The Next Stop on the Arab Freedom Train Is Damascus

A critical mass of deposed Arab leaders is starting to form, but phase two of the Libyan revolution will prove to be harder than just ousting Gadhafi.

"The world would be a better place without Gadhafi, and our region is beginning to rid itself of those leaders who brought their citizens nothing but destruction," Tariq Alhomayed, the editor of the pan-Arab daily Asharq Al-Awsat, wrote on Monday.

Alhomayed, whose boss is one of the princes of the Saudi royal family, surely does not mean to get rid of the Saudi king, whose regime symbolizes the exemplary model of autocratic rule in the Middle East.

libya - Reuters - August 22 2011

But today, when Gadhafi is slowly losing its grip on the Libyan capital, and the Arab revolution movement has checked off a third victory after Tunisia and Egypt, a "critical mass" of ousted leaders is accumulating, which may pave the steep slope for more leaders. King Abdullah, whose streets are absent of riots and protests, could also afford to have a look at Alhomayed's op-ed.

The following two leaders are already waiting in line: Syria's Bashar Assad and Yemen's Ali Abdullah Saleh. Like their ousted predecessors, each of them is still certain that his own fate and luck are more successful than that of his colleagues.

Arrogant Assad has shrugged off with contempt demands made by the United States and European states that he relinquish power. He does not see any problems with continuing the crackdown on protesters, such as Saddam Hussein in his time, or like Iran under sanctions, and he continues to call the protesters "armed gangs."

Yemen's Saleh is convinced that his deviousness and his street smarts, which have held him in power for 21 years, will continue to serve him well in the future.

However, the toppling of rulers, which turned into the ultimate symbol of the revolutions, is not a sure recipe for a lifetime of happiness. Whoever is impressed by the coordinated operation of Western states and local resistance movements, cannot ignore the Western abandonment which characterized the revolutions that the West initiated in Afghanistan and Iraq, the American foot-dragging on all that relates to aiding Egypt, and the panic that struck the West in light of the protests that arose in Bahrain. There are "convenient" revolutions for the West and there are "dangerous" ones.

Libya is a "convenient" revolution. After the West received a green light from the Arab League, and after it turned out there is an impressive military force in Libya that can carry out a violent offensive against the regime, and especially after the apathetic response toward the Tunisia revolution, the right circumstances have led to a Western intervention.
Here ends the role of outside intervention, and Libya, who got to topple its dictator after his 42-year rule, must now decide what to do with this tremendous victory. There are many options.

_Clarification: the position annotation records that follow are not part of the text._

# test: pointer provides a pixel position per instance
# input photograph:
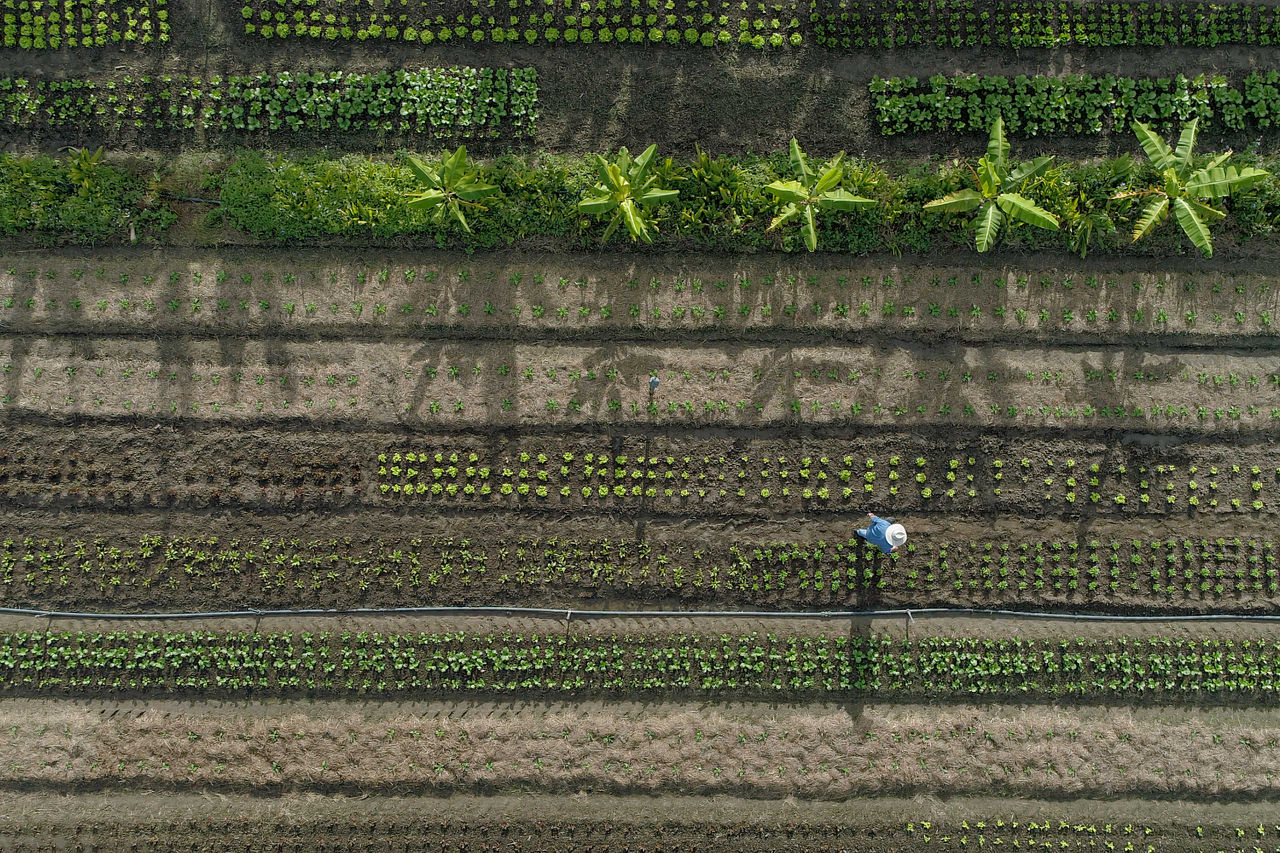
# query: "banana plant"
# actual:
(814, 190)
(449, 188)
(1187, 190)
(626, 188)
(996, 196)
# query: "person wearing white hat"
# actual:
(886, 536)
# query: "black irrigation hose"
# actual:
(567, 614)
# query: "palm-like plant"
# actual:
(626, 188)
(996, 196)
(814, 190)
(449, 188)
(1187, 190)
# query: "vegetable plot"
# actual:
(205, 664)
(433, 103)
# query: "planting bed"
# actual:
(318, 532)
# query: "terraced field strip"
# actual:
(531, 821)
(663, 473)
(810, 753)
(1187, 662)
(192, 292)
(172, 562)
(430, 103)
(485, 384)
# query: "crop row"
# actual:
(160, 573)
(531, 477)
(575, 384)
(408, 300)
(439, 103)
(1075, 104)
(722, 204)
(359, 664)
(39, 24)
(266, 469)
(842, 24)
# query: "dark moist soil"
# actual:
(142, 821)
(599, 96)
(138, 464)
(183, 562)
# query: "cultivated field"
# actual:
(325, 524)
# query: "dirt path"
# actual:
(524, 297)
(807, 753)
(528, 822)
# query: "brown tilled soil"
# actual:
(529, 822)
(530, 296)
(810, 753)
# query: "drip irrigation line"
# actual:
(570, 614)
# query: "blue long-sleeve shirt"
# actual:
(877, 534)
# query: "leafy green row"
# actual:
(165, 573)
(442, 103)
(530, 477)
(206, 662)
(722, 204)
(39, 24)
(842, 24)
(1075, 104)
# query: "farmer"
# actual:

They can begin settling scores with Gadhafi's associates and to avenge the deaths of thousands of Libyans; they can embark on a diplomatic battle to cancel the authority of the regional councils that Gadhafi set up; they can revoke the benefits Gadhafi granted certain tribes, and therefore spark another civil war; and they can rule that only the Transitional National Council, which has already proved its military abilities, is the sole authority that could run the country, or to prepare the country for elections.

This could also give rise to an extended struggle over how to divvy up profits, because Libya, unlike Egypt, is a country rich in natural resources.

The country’s 6.5 million citizens are not only divided into tribes and sub-tribes, as Gadhafi well knew, but also into cultural groups, Arab and Berbers, into faith groups, religious extremists and secularists, and into judicial systems, presided over by the traditional tribes and by the state.

The opposition that brought down Gadhafi is also not woven of one cloth, and it does not include a single leader that can unite the factions, even temporarily.

Most of its functionaries and leaders were until recently loyal to Gadhafi, just like the Libyan army, defeated and now in need of a new mission: Will the rebels see it as a useful tool to control the country, or a traitorous body that must be purged of Gadhafi loyalists, as was done in Iraq?

Chapter Two of the revolution is likely to be even more critical than Gadhafi’s ouster. Its impact will not only affect Libya, but will also determine the Western and Arab countries’ stances towards similar interventions in Syria or Yemen.